A short while ago Call Centre Helper wrote an excellent article on the Top 10 most important contact centre metrics, as currently used by you, and I’d say he was spot on in his listing. Just to remind you, here is the list:
- Quality Scores
- First-Time Call Resolution
- Customer Satisfaction
- Service Level
- Average Handling Time
- Right Party Connects
- Net Promoter
- Forecast Accuracy
- Revenue Per Call
I would also say, however, that, in many cases, I have observed that these can also be a hindrance, not a help.
I don’t mean any one of them specifically. What I mean is that, in many contact centres, measurement is being done for the sake of it, rather than to learn and improve.
Too many computer-generated metrics
This is being made worse by modern technology, where the ability to analyse things to death can also haemorrhage good and clear decision making and change.
For example, why do organisations carry out customer satisfaction surveys?
- To please the bosses? Well, isn’t that just the fear motive coming through?
- To get self-gratification? In this one I just see conceit.
- To please staff? Well, I find that very patronising.
Actually, there is only one good reason to do customer satisfaction surveys – to learn about what you need to improve, and then to improve it.
Surveys should be done regularly, in the same format, and with questions that matter to the customer, not just the organisation. Too many of these surveys, especially those silly cards in hotels etc. are about the hygiene factors – was it clean? did we smile? and the like.
What really matters to the customer?
This isn’t what matters to the customer, who sees these as the superficial side of good service. A clean room/bathroom that is so small that you can’t turn round in it, with a hard bed, not enough pillows and constant noise outside may tick the boxes the hotel wants to hear, but does nothing for customer satisfaction.
Recently I went through Stansted Airport. The security checking was its usual self. There was a lady at the other end who had a list of 10 questions. Nine of them were the hygiene ones – were they polite, did they get you to take your shoes off, etc.

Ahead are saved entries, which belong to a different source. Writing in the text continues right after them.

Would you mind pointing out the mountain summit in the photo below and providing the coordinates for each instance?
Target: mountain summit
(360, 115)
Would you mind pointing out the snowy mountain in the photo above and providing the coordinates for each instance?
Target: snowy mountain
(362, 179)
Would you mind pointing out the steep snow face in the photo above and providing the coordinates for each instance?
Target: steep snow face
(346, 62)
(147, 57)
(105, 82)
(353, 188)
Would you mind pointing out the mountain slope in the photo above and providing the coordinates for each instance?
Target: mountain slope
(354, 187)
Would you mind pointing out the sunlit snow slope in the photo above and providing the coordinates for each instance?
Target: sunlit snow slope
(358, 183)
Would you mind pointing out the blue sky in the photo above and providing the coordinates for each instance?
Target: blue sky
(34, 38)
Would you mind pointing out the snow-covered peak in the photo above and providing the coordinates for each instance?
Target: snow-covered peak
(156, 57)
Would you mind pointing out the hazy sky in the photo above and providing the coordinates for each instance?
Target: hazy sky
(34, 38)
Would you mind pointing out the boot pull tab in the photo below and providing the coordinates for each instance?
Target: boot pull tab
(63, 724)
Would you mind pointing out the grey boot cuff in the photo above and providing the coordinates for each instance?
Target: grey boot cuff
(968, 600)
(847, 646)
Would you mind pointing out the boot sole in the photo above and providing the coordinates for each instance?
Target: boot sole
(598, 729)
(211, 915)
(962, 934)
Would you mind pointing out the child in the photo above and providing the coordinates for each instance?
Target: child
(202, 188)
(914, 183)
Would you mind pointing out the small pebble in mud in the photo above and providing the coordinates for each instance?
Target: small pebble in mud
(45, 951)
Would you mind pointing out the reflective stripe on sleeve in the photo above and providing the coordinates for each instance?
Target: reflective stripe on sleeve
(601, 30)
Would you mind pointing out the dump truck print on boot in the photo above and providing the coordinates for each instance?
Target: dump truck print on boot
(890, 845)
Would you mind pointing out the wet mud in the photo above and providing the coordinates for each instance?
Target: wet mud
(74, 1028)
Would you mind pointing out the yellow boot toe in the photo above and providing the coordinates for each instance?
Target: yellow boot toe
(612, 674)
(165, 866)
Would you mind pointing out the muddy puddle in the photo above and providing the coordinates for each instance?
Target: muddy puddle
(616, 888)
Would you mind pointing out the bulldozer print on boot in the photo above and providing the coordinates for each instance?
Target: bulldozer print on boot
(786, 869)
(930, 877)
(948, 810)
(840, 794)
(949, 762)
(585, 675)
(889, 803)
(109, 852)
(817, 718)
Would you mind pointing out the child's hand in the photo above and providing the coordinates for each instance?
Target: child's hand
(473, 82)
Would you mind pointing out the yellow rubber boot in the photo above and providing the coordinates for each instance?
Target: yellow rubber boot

I answered each one truthfully, with 8-10 scores. The last question was how had I ‘enjoyed’ the whole experience, to which I answered ‘zero’. She was taken aback and couldn’t understand the response. I’m sure you all do.
Most measurements are dependent on the targets set
Another point that I want to make is that monitoring and measuring things is all very well, but most measurements are dependent on the targets set. In these cases, I have a problem again with many organisations.
Suppose on a particular measurement – first-time resolution, for example – the team makes 92%. Management, predictably, will then raise the target to, say 93% and away we go again. Why? Where’s the science in that? Surely the only acceptable target is 100%, but an intelligent organisation will go further, and measure things in such a way as to be able to explain why this isn’t always hit, and then introduce changes to make it more likely. After all, if an airline pilot had any other target than 100% for landings and take-offs, I don’t think we’d be flying with that company!
The golden rules
So, the mantra must be to:
- Measure the right things, not the easiest things.
- Only measure things that will be reviewed/analysed, leading to actions being taken.
- Measure what is relevant to the times and the needs: this should change over time.
- However, measuring and comparing the same things over time is much better than just a one-off view/comparison, as trends can be observed and learned from.
I do believe that it is nearly always essential to measure employee and customer satisfaction/delight, and learn from the results. However, don’t mix this up with measuring loyalty – for that a metric like Net Promoter Score is far more relevant.
Benchmarking, also, can be a key part of your measurement programme. Learning from other sectors can often be much more beneficial than same-sector comparisons, as one can see new ways of approaching issues and problems.
Sometimes more is less
When I was doing the judging for awards programmes I saw some excellent measurement systems that were used intelligently to improve organisations.
One of the best quotes I picked up at the time was the following, which is a good lesson for us all to ponder:
“We stopped over-controlling the amount of time advisors spent on the telephone. Average call handling time went up 10 seconds, but overall call volume went down 10% due to improved call resolution!” – A major credit card contact centre.
Sometimes, taking something out is better than putting something in.